AMTA CEO Chris Althaus told ZDNet Australia that should this legislation pass, it would have a detrimental effect on NBN Co's fixed-wireless roll-out.

"Clearly, not only the mobiles [are] in the frame here, but this would [also] have significant implications for the deployment of the National Broadband Network's wireless component," he said. "It would be a retrograde step after over a decade of substantial improvement."

NBN Co, with network technology company Ericsson, has begun construction on the fixed-wireless component of its network, which will service 4 per cent of premises in Australia. The first services are scheduled to go online in 2012, and the network is expected to be completed by 2015. NBN Co's chief technology officer Gary McLaren told ZDNet Australia last month that the company expects that it will need 2300 towers for the network, and will be consulting with the community in areas where new towers need to be constructed.

Althaus said that the industry consulted closely with the community with the deployment of network infrastructure through the industry's mobile telecommunications infrastructure code. This code had been recently reviewed and had broad support within the community and Althaus said the Greens legislation "seems to cut across all of that".

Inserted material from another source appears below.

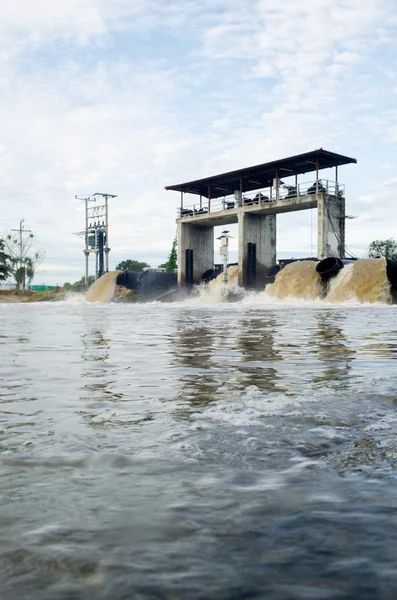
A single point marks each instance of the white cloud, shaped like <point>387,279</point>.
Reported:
<point>129,96</point>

"It would appear that the Bill would be ... highly prescriptive, and will undermine efficient network deployment in this country in a time when people are seeking higher performance from networks. And, of course, it's based on a premise of health concerns that is not supported by any research, particularly from the World Health Organisation," he said.

Althaus added that mobile towers were not, in fact, responsible for most of the radio frequency pollution in the environment.

"95 per cent of the radio frequency [pollution] in the environment is coming from AM and FM radio, another couple of per cent comes from television and 1.5 to 2 per cent comes from mobile, so this view that somehow this is an industry that needs radical regulation on the deployment front is quite an erroneous view."

It is unclear whether the Bill will make it through Parliament at this point, as it would need the support of either the Coalition or Labor in both houses of Parliament. The offices of Communications Minister Stephen Conroy and Shadow Communications Minister Malcolm Turnbull had not responded to requests for comment at the time of writing.